Visualize a network of film casts and crews

A friend of mine wrote to me recently with a request. For his dissertation, he’s unearthing the filmmaking culture of a particular time and place. “I keep running across these names of actors and filmmakers,” he wrote, “and I know I’ve seen them before, but I can’t remember all the relationships. Is there a way I can visualize the overlapping networks of people within this culture?”

There is! To demonstrate, I’ll use the last dozen films of one of my favorite filmmakers, Alfred Hitchcock. This is a fun way to get started making network visualizations.

Get some data

media_1319853289300.png

First, I needed a data source. I chose IMDB. My friend could record his data as he unearths it over the course of his archival research.

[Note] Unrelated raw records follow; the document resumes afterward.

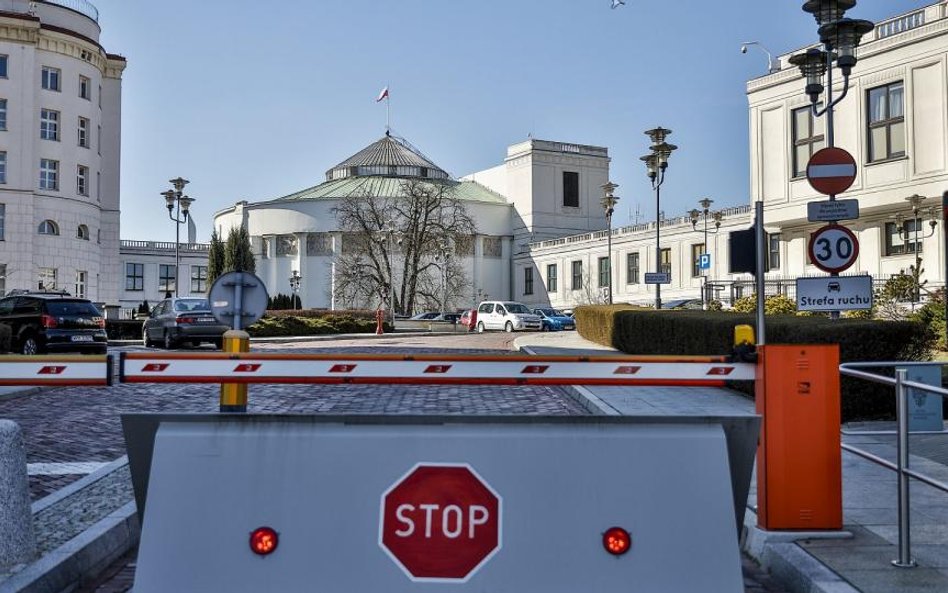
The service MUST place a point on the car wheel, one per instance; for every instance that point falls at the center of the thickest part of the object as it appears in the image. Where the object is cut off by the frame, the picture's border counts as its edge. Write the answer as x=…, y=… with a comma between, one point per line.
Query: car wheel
x=30, y=346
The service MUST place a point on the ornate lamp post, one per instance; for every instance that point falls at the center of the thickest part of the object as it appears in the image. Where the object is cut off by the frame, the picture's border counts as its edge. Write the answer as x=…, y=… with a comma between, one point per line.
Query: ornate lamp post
x=608, y=202
x=716, y=219
x=655, y=163
x=178, y=207
x=295, y=280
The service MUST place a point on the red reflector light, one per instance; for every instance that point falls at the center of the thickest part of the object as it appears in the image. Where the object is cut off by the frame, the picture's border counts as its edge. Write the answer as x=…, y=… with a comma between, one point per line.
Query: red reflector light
x=616, y=541
x=263, y=540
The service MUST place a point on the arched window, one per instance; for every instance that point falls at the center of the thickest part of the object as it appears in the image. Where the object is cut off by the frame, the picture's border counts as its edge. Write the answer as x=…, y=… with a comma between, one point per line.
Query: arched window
x=48, y=227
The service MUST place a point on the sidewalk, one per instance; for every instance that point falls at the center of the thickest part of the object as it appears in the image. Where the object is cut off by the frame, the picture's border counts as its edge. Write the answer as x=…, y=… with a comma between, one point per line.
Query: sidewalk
x=858, y=560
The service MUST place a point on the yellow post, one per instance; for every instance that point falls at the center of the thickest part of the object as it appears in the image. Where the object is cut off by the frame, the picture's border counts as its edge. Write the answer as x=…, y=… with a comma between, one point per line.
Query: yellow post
x=234, y=395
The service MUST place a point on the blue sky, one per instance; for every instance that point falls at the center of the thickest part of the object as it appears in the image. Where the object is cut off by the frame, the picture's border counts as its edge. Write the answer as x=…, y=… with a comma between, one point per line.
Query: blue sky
x=254, y=100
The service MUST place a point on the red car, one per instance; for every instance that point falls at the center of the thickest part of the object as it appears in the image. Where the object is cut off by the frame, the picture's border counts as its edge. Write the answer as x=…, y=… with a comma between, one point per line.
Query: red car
x=469, y=319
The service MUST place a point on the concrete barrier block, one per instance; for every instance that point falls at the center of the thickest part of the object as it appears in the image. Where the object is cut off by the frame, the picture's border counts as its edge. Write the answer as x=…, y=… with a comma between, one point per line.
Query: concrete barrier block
x=18, y=543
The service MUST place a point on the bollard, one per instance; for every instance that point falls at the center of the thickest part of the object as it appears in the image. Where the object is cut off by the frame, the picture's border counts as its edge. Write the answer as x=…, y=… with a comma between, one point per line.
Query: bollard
x=18, y=543
x=234, y=395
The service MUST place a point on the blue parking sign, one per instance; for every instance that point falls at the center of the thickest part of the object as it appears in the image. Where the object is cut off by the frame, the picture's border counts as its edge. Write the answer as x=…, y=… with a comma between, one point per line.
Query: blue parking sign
x=704, y=261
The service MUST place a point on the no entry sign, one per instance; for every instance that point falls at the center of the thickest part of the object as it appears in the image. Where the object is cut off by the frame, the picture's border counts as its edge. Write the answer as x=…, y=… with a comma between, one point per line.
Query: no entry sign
x=440, y=522
x=831, y=171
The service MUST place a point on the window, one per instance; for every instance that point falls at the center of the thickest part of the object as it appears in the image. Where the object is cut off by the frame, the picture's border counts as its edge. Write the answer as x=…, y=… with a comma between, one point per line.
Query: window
x=135, y=277
x=886, y=122
x=632, y=268
x=774, y=250
x=571, y=189
x=166, y=278
x=48, y=227
x=85, y=88
x=49, y=124
x=577, y=275
x=807, y=138
x=604, y=275
x=47, y=279
x=666, y=260
x=50, y=78
x=83, y=132
x=81, y=283
x=896, y=244
x=198, y=279
x=82, y=180
x=697, y=250
x=49, y=174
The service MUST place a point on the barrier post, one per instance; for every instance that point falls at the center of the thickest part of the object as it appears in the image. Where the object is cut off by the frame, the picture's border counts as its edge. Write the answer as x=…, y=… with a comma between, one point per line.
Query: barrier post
x=234, y=395
x=799, y=462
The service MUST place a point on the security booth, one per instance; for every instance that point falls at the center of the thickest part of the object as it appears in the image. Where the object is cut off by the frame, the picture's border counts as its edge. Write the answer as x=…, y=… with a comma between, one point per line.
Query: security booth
x=241, y=502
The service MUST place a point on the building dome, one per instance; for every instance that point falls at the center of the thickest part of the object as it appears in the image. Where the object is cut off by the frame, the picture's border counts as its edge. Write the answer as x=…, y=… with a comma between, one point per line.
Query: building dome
x=387, y=157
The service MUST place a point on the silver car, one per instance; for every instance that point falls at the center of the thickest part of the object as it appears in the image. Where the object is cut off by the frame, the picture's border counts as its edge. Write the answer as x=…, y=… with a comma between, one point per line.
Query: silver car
x=182, y=320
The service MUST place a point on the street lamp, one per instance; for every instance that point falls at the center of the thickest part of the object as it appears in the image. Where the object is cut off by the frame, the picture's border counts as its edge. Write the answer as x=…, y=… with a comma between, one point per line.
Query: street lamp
x=295, y=280
x=655, y=163
x=716, y=219
x=178, y=207
x=608, y=202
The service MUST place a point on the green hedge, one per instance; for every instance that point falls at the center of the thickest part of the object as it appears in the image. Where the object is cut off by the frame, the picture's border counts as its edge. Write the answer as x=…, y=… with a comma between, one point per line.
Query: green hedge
x=700, y=332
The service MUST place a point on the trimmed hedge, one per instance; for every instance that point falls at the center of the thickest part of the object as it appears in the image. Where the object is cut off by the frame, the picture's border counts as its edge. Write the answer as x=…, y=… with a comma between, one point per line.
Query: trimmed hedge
x=701, y=332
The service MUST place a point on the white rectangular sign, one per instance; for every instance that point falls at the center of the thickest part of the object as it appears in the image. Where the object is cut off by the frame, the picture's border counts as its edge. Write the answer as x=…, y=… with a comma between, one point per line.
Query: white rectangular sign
x=834, y=293
x=832, y=210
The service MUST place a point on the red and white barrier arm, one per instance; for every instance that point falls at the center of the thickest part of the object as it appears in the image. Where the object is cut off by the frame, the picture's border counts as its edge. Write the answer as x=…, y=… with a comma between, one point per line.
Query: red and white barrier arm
x=42, y=371
x=430, y=369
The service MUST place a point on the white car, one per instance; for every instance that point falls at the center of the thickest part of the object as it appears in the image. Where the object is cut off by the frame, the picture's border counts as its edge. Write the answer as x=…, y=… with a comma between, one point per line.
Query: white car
x=508, y=316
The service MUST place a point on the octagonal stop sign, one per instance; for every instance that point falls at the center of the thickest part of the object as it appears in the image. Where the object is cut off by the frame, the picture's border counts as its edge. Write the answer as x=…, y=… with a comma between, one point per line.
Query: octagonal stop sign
x=440, y=522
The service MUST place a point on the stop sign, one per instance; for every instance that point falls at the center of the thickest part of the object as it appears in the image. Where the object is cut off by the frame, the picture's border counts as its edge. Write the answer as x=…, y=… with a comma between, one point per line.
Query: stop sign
x=440, y=522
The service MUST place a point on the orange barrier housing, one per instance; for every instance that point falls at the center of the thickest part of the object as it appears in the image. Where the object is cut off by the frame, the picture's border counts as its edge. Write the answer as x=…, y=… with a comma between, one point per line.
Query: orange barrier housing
x=799, y=463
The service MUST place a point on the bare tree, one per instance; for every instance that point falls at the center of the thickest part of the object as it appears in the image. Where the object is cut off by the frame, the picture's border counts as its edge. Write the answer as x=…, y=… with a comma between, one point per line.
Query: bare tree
x=407, y=241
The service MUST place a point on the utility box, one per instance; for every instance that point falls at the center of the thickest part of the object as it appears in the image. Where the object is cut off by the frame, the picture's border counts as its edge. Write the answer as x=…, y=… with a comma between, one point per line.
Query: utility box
x=799, y=462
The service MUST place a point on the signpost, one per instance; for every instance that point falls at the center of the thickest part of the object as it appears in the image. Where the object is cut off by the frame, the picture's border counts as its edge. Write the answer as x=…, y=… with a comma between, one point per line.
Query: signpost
x=440, y=522
x=831, y=171
x=833, y=248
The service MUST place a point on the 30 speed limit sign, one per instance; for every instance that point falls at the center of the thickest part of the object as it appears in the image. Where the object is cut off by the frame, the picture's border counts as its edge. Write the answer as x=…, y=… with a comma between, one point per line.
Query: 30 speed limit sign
x=833, y=248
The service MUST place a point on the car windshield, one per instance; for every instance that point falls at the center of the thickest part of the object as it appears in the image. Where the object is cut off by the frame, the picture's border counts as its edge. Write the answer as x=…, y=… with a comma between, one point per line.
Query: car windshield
x=191, y=305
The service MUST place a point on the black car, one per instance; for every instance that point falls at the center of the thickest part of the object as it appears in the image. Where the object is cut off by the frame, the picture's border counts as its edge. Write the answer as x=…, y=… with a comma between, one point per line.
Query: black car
x=53, y=322
x=182, y=320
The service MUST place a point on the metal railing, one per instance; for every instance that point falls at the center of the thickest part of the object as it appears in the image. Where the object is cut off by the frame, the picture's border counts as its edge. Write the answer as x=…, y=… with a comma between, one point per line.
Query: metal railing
x=902, y=385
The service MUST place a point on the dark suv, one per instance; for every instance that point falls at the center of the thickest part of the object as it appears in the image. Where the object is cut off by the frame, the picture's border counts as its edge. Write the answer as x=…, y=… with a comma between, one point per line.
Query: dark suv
x=53, y=322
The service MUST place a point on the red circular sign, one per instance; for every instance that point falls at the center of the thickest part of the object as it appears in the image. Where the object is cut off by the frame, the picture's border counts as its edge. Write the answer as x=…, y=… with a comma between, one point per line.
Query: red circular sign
x=831, y=171
x=440, y=522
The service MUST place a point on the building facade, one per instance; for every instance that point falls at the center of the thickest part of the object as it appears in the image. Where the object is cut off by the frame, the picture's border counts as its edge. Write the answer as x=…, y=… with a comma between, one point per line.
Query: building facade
x=60, y=131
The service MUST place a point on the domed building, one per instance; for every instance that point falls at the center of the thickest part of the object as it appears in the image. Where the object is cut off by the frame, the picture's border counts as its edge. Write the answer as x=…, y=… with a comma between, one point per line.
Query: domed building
x=543, y=190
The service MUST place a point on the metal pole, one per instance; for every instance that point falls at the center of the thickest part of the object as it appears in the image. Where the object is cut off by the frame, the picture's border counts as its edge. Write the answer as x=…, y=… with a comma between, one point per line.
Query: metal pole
x=905, y=545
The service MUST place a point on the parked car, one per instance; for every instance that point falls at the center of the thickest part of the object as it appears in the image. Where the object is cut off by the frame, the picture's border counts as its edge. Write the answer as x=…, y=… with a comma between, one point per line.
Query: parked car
x=469, y=319
x=554, y=320
x=175, y=321
x=53, y=322
x=506, y=315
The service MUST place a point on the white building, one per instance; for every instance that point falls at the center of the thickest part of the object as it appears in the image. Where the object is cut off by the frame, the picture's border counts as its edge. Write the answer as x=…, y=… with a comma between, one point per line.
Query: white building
x=60, y=130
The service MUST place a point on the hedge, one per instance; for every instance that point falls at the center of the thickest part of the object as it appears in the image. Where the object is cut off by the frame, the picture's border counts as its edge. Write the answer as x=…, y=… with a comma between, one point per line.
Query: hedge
x=706, y=332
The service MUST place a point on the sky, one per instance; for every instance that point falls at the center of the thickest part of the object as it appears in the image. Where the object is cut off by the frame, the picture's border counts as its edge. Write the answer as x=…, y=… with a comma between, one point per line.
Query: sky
x=254, y=100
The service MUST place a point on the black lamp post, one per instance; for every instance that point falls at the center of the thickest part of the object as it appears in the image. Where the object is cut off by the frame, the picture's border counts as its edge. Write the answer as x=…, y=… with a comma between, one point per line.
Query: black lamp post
x=655, y=163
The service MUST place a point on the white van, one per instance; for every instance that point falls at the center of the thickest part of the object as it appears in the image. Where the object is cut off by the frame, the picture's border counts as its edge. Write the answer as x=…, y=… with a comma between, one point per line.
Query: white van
x=506, y=315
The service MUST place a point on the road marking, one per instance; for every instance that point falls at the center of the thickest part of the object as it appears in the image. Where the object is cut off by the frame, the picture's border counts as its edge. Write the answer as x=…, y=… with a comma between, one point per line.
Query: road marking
x=63, y=469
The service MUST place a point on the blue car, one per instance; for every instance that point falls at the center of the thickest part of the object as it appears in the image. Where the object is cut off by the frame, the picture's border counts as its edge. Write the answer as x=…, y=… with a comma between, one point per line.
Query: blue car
x=554, y=320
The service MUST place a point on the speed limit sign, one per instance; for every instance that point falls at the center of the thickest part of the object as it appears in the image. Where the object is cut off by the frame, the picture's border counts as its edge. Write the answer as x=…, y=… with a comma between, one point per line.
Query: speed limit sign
x=833, y=248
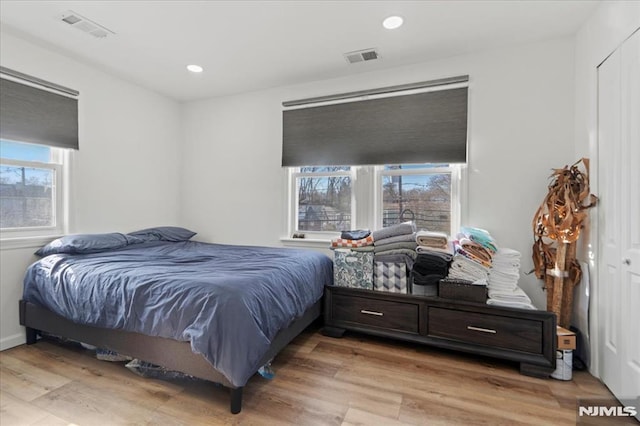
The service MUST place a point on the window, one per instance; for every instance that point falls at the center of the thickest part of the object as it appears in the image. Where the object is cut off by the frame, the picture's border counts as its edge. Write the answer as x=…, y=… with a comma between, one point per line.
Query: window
x=419, y=193
x=39, y=129
x=30, y=189
x=323, y=198
x=326, y=200
x=381, y=134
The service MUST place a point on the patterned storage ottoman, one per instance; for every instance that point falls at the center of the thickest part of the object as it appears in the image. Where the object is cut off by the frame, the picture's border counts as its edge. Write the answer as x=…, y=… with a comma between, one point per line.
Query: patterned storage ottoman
x=353, y=269
x=390, y=276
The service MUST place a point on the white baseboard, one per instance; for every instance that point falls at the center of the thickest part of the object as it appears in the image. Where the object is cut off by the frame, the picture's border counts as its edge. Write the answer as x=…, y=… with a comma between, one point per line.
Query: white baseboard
x=12, y=341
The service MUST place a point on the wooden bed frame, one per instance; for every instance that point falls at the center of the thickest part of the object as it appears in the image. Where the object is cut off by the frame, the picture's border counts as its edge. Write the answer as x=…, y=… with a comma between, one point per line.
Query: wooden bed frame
x=169, y=353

Record your data in the form of subject-verb-object.

media_1319850188217.png

Using Excel (or your favorite spreadsheet application), create one column for “Person,” one column for “Relationship,” and a third column for “Film.” You can choose the language you use to describe relationships, but be consistent. You’re welcome to download my spreadsheet as an example.

(Incidentally, there are ways to automate a process like this, though IMDB doesn’t provide an API and its TOS disallow scraping. But for our purposes, let’s assume you’re gathering your data by hand.)

Save your spreadsheet and give it a name you’ll remember.

Download Cytoscape

media_1319850408334.png

Head over to http://www.cytoscape.org. Cytoscape is a free, open-source platform that allows you to visualize network data. It works with all operating systems. Download Cytoscape as you would any program.

Open Cytoscape

media_1319850637381.png

Double-click on the application’s icon. If a dialog box opens asking you to choose a template, just close the box by clicking on the red button. Don’t worry if the application looks baffling to begin with.

Import your spreadsheet

media_1319850812132.png

Head to File, Import, and then Network from Table (Text/MS Excel)…

Select your file and show text import options

media_1319850968325.png

  1. Click on Select File(s) and choose the spreadsheet you created.
  2. Click on Show Text File Import Options.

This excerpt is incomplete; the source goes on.